Using the amazing Rayon data parallelism library, many Rust iterators can be parallelized nearly effortlessly. With ultra, I essentially just needed to import Rayon’s prelude and add a couple of calls to into_par_iter(). (I also had to collect into a vector because the result of iproduct! can’t be directly transformed into a parallel iterator.)

use rayon::prelude::*;

let (rotor, key) = iproduct!(rotors.iter(), keys.iter())
    .collect::<Vec<_>>()  // These two lines turn a normal
    .into_par_iter()      // iterator into a parallel one!
    .max_by_key(|&(rotor, key)| { ... })
    .unwrap();

What makes this feel magical is that I didn’t even have to think about managing multi-threaded memory access; the parallelization just works, and all I had to do was add three lines of code. Languages with a rich library ecosystem tend to flourish, and the existence of cool libraries like Rayon gives me a lot of confidence in the future of Rust.

Since Rust advertises itself as being “blazingly fast”, I decided to do some benchmarking by comparing James’ sample C code to sequential and parallel versions of ultra. These are the times that I got while testing on my quad-core MacBook Pro:

	real (s)	user (s)
C (reference)	43.8	43.4
Rust (sequential)	19.2	19.0
Rust (parallel)	4.5	28.4

The sequential version of ultra already runs about twice as fast as the C version, and after adding the parallelization described above, it jumps to nearly 10 times as fast!

When writing ultra, I didn’t explicitly set out to implement a hyper-optimized version of James’ code. Instead, I used the description of the algorithm described in his blog post and wrote what I felt was idiomatic Rust. I think this nicely demonstrates the fact that Rust makes it easy to write programs that are readable and also performant.

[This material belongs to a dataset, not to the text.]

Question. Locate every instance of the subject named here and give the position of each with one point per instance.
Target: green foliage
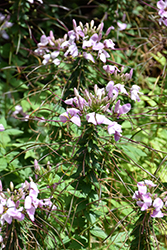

Cargo also plays a large role in making Rust nice work with. Nothing is more annoying than coming across an open source project that seems useful, but struggling to figure out how to even compile it. With a Rust project, however, you’re essentially guaranteed that cargo build will work — no Makefiles or manual dependency management required.

I really enjoyed learning about Rust while building ultra, and will definitely be using it more in the future. Given the results of Stack Overflow’s recent developer survey, it seems like Rust is growing in popularity — it will be very exciting if it becomes adopted by industry.